National Bureau of Statistics spokesman Fu Linghui reiterated China's late September pledge to halt the real estate decline at a news conference on Friday, describing the sector as “actively recovering,” according to a CNBC translation of the Chinese.
Looking ahead, real estate investment is expected to stabilize and recover slightly over the next 12 to 18 months, said Bruce Pang, chief economist and head of research for Greater China at JLL.
He noted that the decline in new home sales in October compared to September had narrowed year to date. The value of new homes sold fell 20.9% in the first ten months of the year, better than the 22.7% decline in September.
Meanwhile, infrastructure and manufacturing investment rose slightly year-to-date from October compared to September.
The urban unemployment rate fell to 5% from 5.1% in September. Typically, the unemployment rate for young people aged 16 to 24 who are not in school is published a few days after the general unemployment rate. This figure had fallen to 17.6% in September from a record high of 18.8% in August.
The statistics office attributed the improvement in key economic indicators to the “acceleration” of existing measures and the “introduction of a series of gradual measures in October.”
However, it warned of continued headwinds at home and abroad and urged the country to “double” its policy implementation efforts to meet the annual growth target.
Chinese authorities have announced increased stimulus packages since late September, leading to a rally in stocks. The central bank has reduced interest rates and extended existing real estate support.

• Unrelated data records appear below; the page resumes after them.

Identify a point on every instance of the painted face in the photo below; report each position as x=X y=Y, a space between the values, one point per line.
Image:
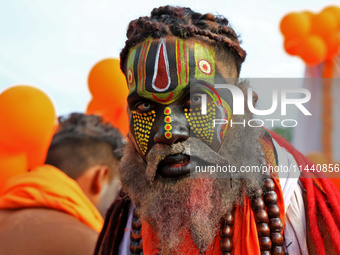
x=166 y=79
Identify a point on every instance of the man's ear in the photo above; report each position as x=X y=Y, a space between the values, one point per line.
x=99 y=179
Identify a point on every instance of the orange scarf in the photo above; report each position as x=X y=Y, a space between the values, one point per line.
x=48 y=187
x=245 y=237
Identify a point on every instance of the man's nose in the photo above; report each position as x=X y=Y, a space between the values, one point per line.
x=173 y=128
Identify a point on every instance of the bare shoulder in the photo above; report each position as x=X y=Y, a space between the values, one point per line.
x=44 y=231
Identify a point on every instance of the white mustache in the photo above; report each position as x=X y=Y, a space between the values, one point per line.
x=191 y=147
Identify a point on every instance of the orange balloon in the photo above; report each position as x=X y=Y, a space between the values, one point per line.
x=293 y=46
x=12 y=165
x=308 y=14
x=295 y=25
x=108 y=87
x=117 y=115
x=107 y=82
x=313 y=50
x=335 y=11
x=324 y=24
x=28 y=120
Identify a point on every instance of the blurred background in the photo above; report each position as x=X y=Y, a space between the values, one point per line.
x=53 y=45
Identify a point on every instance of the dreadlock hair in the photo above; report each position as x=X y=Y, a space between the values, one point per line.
x=184 y=23
x=83 y=141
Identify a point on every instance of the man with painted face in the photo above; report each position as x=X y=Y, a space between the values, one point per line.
x=172 y=61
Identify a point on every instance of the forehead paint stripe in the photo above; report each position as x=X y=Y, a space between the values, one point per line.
x=182 y=62
x=204 y=63
x=141 y=64
x=130 y=72
x=163 y=100
x=161 y=78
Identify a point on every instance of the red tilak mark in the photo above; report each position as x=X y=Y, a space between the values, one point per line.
x=163 y=100
x=179 y=67
x=140 y=78
x=185 y=62
x=162 y=79
x=144 y=58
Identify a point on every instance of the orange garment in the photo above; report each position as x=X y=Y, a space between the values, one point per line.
x=245 y=238
x=48 y=187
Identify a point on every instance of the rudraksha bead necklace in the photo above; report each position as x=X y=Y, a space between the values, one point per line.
x=268 y=222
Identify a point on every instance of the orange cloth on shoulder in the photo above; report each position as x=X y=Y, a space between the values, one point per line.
x=245 y=238
x=48 y=187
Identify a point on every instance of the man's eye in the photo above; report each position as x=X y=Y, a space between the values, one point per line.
x=143 y=107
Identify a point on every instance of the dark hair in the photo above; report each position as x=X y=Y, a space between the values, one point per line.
x=83 y=141
x=184 y=23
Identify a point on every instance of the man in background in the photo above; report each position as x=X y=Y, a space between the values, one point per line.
x=57 y=208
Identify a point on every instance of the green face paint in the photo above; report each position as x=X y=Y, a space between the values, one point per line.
x=161 y=72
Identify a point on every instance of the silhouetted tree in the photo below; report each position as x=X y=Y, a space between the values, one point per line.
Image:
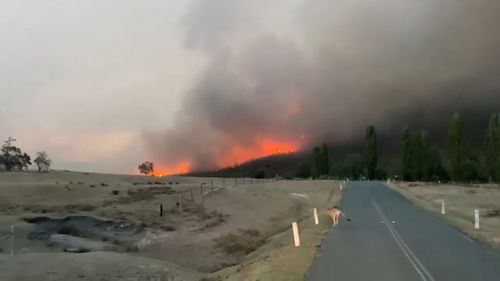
x=325 y=161
x=304 y=171
x=12 y=158
x=457 y=149
x=493 y=148
x=371 y=152
x=316 y=160
x=406 y=165
x=146 y=168
x=42 y=161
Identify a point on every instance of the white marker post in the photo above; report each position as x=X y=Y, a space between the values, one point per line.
x=476 y=219
x=296 y=238
x=12 y=240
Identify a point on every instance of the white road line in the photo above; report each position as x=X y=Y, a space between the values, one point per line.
x=417 y=265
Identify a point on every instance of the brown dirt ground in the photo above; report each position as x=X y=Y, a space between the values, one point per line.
x=461 y=201
x=176 y=246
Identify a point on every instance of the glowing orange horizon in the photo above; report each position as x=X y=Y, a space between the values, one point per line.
x=237 y=155
x=180 y=168
x=263 y=148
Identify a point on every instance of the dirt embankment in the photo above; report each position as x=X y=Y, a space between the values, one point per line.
x=460 y=202
x=235 y=232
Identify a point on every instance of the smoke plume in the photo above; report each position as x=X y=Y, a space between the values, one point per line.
x=287 y=74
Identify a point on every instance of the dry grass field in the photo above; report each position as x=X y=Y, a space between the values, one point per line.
x=461 y=201
x=235 y=231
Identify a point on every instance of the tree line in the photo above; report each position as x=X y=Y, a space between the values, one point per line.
x=419 y=159
x=13 y=159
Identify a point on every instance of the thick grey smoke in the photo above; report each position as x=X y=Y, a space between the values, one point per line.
x=336 y=67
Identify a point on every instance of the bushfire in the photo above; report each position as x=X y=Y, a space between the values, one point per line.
x=236 y=155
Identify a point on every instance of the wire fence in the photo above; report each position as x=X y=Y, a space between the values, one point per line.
x=4 y=239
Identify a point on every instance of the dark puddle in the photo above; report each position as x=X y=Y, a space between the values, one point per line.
x=72 y=228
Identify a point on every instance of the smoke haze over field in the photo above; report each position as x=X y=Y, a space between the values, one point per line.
x=324 y=70
x=102 y=85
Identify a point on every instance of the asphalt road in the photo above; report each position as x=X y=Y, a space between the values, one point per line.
x=389 y=238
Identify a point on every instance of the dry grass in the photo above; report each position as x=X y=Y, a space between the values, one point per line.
x=461 y=201
x=240 y=244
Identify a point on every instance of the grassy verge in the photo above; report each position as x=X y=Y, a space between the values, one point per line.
x=279 y=259
x=460 y=204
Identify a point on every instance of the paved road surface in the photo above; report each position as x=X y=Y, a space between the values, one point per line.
x=390 y=239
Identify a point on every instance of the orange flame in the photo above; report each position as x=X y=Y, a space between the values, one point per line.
x=180 y=168
x=237 y=155
x=263 y=148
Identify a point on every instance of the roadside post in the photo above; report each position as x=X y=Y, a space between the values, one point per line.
x=12 y=236
x=476 y=219
x=316 y=221
x=296 y=238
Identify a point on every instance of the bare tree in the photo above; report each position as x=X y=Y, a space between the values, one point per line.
x=42 y=161
x=12 y=158
x=146 y=168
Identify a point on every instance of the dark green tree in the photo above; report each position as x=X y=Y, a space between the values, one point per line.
x=304 y=171
x=493 y=148
x=316 y=160
x=325 y=161
x=457 y=148
x=371 y=152
x=12 y=158
x=353 y=165
x=406 y=163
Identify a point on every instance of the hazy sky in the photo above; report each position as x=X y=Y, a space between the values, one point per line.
x=102 y=85
x=83 y=79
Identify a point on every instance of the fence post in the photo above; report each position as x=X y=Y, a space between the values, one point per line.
x=12 y=236
x=296 y=238
x=476 y=219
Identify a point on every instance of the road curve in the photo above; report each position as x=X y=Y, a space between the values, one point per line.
x=391 y=239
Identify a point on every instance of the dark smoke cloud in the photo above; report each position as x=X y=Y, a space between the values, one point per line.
x=349 y=64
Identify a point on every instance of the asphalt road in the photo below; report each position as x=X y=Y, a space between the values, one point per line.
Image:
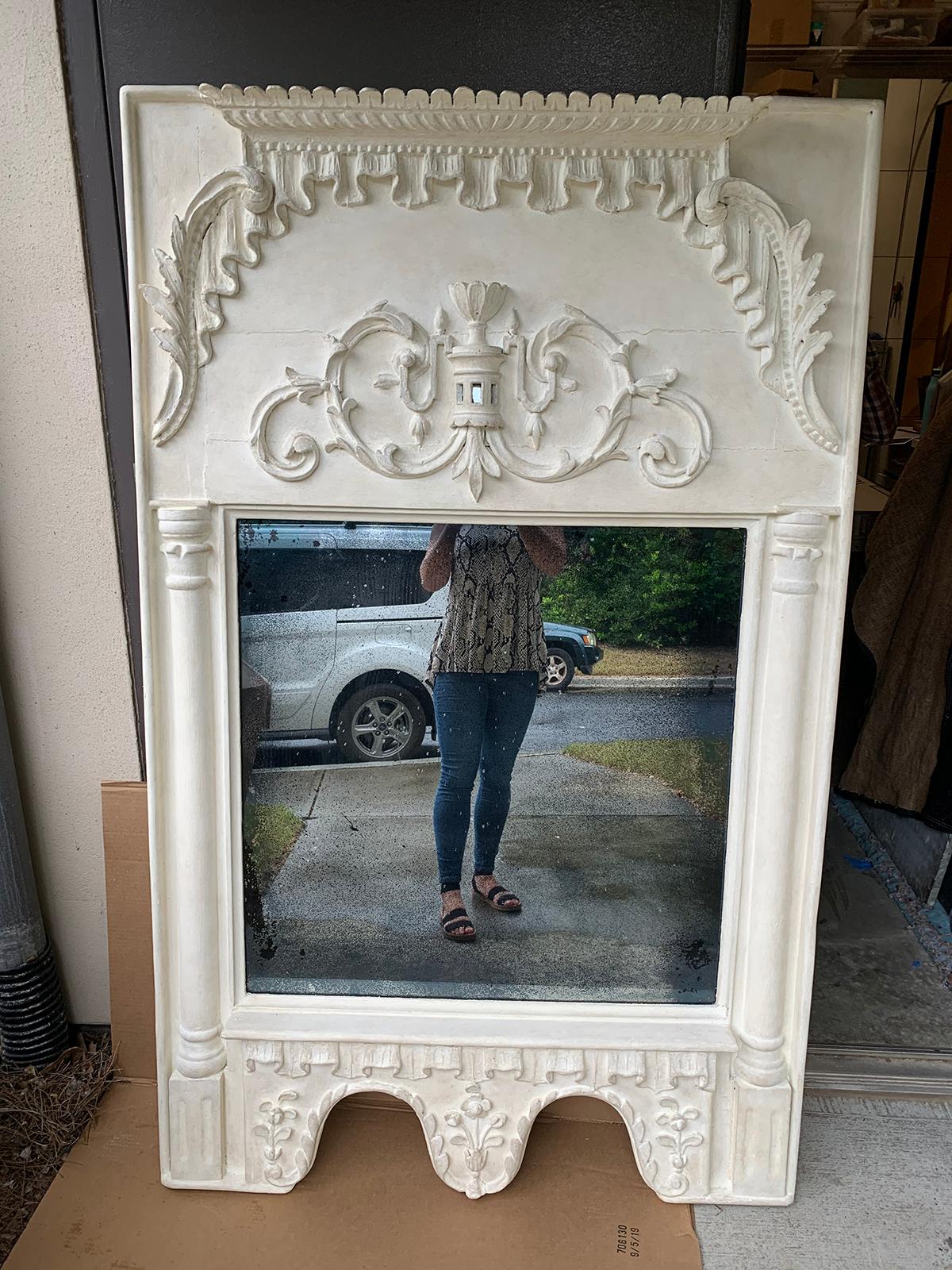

On the fiscal front, the Finance Ministry last week announced a five-year, 10 trillion yuan ($1.4 trillion) program to address local governments' debt problems and suggested there could be more fiscal support next year .
Manufacturing surveys last month pointed to a pick-up in activity, while exports rose at their fastest pace in more than a year.
However, imports fell as domestic demand remained weak. The core consumer price index, which excludes more volatile food and energy prices, rose 0.2% in October from a year earlier, slightly better than September's 0.1% rise.
Beyond a trade-in program to boost car and home appliance sales, Beijing's stimulus measures are not aimed directly at consumers.
China's Golden Week holiday in early October confirmed a trend toward more cautious consumer spending, but several consultants said sales during the recently concluded Singles Day shopping festival exceeded low expectations.
The country's gross domestic product grew by 4.8% in the first three quarters of the year. The country has set itself a growth target of around 5% for the year.